Difficile considerare l’azione di tagliarsi i baffi come qualcosa di spericolato e trasgressivo, anche se questi accompagnano il proprio volto praticamente da sempre. Eppure, quando il protagonista del romanzo intitolato proprio I baffi, terza opera di Emanuel Carrère, prende questa decisione, dà il via a una vera e propria discesa all’inferno.
L’uomo elimina i propri baffi in apertura del romanzo, per la curiosità di scoprire come sta senza, e per fare una sorpresa alla moglie Agnès che lo ha sempre visto baffuto. Da solo, attende le reazioni altrui – insieme ad Agnès stanno per andare a cena da una coppia di amici – con la stessa emozione di un bimbo che ha commesso una monelleria e sa che è solo questione di tempo prima di venire scoperto.
Il protagonista non sta nella pelle; riceverà complimenti? Verrà preso in giro? Sarà sgridato dalla moglie? Semplicemente, non accade nulla, ed ecco che altre domande si alternano: davvero nessuno se ne è accorto? O gli stanno facendo a loro volta uno scherzo?
Né l’una né l’altra. Agnès si dichiara sicura del fatto che lui non abbia mai avuto i baffi. E questo è solo l’inizio, perché in un crescendo di tensione e disperazione la donna smonta altre certezze del protagonista.
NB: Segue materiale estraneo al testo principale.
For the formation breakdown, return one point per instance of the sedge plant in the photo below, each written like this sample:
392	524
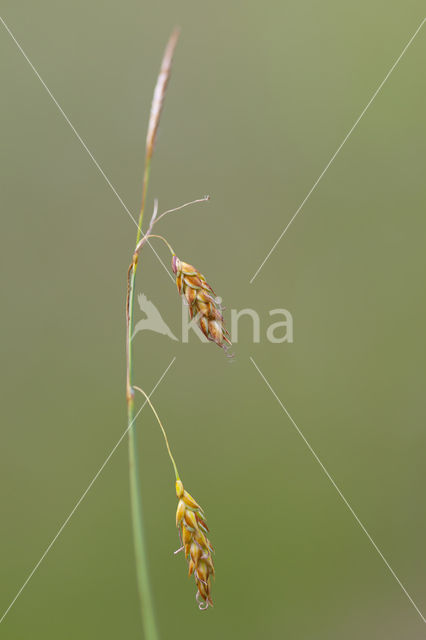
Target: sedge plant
206	308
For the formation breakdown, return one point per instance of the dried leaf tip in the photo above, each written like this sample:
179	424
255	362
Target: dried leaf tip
202	301
160	92
198	550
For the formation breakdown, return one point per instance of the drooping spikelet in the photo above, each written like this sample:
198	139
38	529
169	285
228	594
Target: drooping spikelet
202	301
197	547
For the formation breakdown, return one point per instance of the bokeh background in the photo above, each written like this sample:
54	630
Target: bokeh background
261	96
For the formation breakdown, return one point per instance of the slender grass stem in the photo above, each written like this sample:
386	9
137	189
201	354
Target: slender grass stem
142	568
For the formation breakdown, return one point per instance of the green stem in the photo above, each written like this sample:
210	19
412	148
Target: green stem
142	573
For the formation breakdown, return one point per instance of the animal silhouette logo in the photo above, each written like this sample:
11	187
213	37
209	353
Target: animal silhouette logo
153	320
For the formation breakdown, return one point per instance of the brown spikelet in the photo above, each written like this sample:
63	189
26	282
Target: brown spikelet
202	302
159	93
197	547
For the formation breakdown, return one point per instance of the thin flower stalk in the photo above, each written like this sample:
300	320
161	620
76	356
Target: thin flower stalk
144	587
193	530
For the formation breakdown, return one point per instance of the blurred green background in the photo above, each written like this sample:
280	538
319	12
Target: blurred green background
261	96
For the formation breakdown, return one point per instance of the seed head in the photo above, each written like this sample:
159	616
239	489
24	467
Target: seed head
202	302
198	550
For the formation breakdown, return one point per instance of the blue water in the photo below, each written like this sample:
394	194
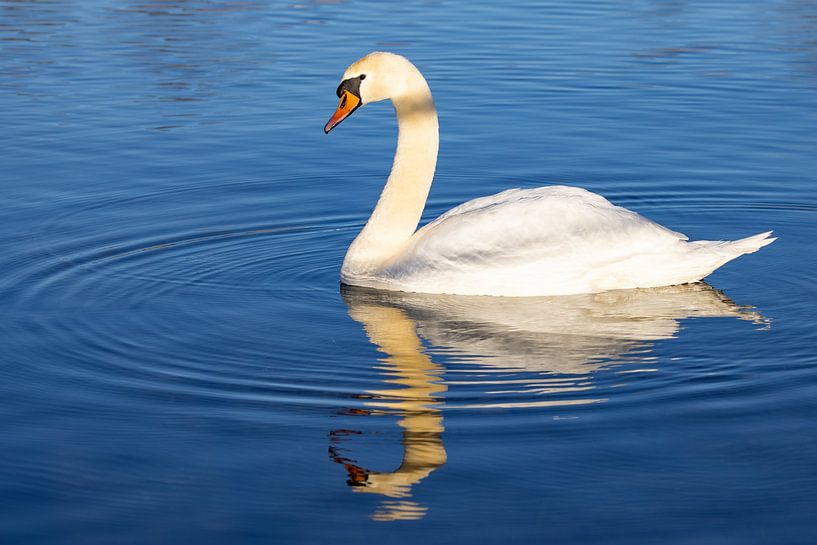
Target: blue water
180	364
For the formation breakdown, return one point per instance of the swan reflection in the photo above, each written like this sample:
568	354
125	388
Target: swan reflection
548	346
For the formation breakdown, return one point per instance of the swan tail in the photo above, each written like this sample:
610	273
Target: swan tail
712	254
735	248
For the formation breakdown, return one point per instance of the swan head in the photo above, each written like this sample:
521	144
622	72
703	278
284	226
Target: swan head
377	76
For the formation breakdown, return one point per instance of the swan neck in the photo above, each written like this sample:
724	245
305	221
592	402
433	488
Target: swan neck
400	206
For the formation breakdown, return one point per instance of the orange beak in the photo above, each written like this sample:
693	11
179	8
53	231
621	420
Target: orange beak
348	104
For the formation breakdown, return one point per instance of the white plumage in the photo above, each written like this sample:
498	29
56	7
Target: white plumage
553	240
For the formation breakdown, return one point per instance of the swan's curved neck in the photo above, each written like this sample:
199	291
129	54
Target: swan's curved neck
401	204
Che fare, adesso? Si potrebbe ricorrere alla psichiatria, l’ipotesi viene vagliata e quasi accettata, ma il protagonista sente di non essere pazzo, pur riconoscendo che qualcosa nel suo mondo si è spezzato. Rimane allora la fuga, ultima speranza per un’esistenza che sia, se non felice, almeno serena, anche se in fondo sia il protagonista, che i lettori seguendolo, immaginano che ormai la pace non sarà mai più possibile.
I baffi, come detto in apertura, è una delle prime pubblicazioni di Carrère, risalente al 1986. Facile però immaginare che la stragrande maggioranza dei lettori italiani vi arrivino – grazie alla pubblicazione di quest’anno curata da Adelphi – dopo i libri, cronologicamente successivi, che hanno reso lo scrittore francese celebre in tutto il mondo.
Il tentativo di risolvere il dubbio su cosa stia accadendo tramite ipotesi surreali, e soprattutto il senso di disgregazione della realtà, per esempio, richiamano evidentemente Ubik di Philip K. Dick, di cui Carrère si è occupato con Io sono vivo e voi siete morti.
Anche sui temi della psicoanalisi e del viaggio Carrère si è soffermato spesso (vedasi Vite che non sono la mia, Un romanzo russo, e, in un certo senso, anche L’avversario).
Ne I baffi non mancano momenti di azione – la fuga del protagonista, appunto, o i suoi precedenti movimenti per la città – e di confronto personale – di grandissimo impatto la descrizione del rapporto sessuale tra l’uomo e la moglie in un momento di crisi di entrambi –, ma a predominare sono le costruzioni mentali del protagonista. Costruzioni e distruzioni, in realtà, perché Carrère dimostra tutta la sua padronanza della scrittura elaborando teorie apparentemente inattaccabili, salvo poi farle distruggere lui stesso dalle successive, a loro volta destinate a uguale sorte, e questo moto oscillatorio si trasmette anche al lettore, che si troverà ora tenuto per mano, ora lasciato al proprio destino.